Let’s say you have recently received $1,000,000 unexpectedly that you have somehow determined should be invested in the stock market for the long-term.
When should you invest it? Should it all go in as soon as you get it [lump sum] or should you space it out over 6-12 months [dollar-cost averaging]?
This is a classic behavioral finance question, and of course it would be easy if you knew where the market was headed, but since we don’t, things quickly get messy.
The industry answer is what I call the Spreadsheet Answer. The argument goes like this: because historically the market goes up, you should invest it all as soon as you have it. Every day you sit on cash, you are losing out on the opportunity [or potential] for the higher returns. This assumes that you plan on leaving the money invested for a very long time and that you are the rare individual that calmly makes rational decisions based on Spreadsheet Answers.
The second and far more reasonable way to look at it is the Sleep-Factor Answer. It is time that we realize unless you see Warren Buffet in the mirror, emotions play a much larger role than we care to admit. We are not rational beings that can live with Spreadsheet Answers. In the real world, real people do not make rational decisions all the time. We feel real pain and fear when we see large declines in our investments. If you recognize that reality, it makes managing your behavior a much more important factor in this decision.
Think about this for a minute: you are sitting there with $1,000,000! Now you have to decide not only how to invest it, you have to decide when…
The risk with investing it all now is that when you face the first decline it will be far more difficult than you think to stay the course. With buy and hold investing, it is not the buy part that is hard, it is the hold. Experience has proven that most of us just want out when things get scary. This is an emotional issue, and throwing more facts at emotion does not work.
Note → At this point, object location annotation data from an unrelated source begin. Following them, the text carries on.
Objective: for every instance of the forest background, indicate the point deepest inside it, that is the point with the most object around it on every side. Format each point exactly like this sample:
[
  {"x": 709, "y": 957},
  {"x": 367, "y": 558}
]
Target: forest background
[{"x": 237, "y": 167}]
So to argue that the stock market historically goes up over long periods of time…blah, blah, blah….When you invested $1,000,000, opened your statement, and you have $800,000, all you know is that it is causing you pain and you want the pain to stop.
I am not saying it is smart, but I am saying it normal. Since it is normal, we should plan on it. If we plan on it, we would ease into the market over a period of months to minimize the chance of making the big behavior mistake of buying high and selling low.
[This post was inspired by a question that I addressed for The New York Times.]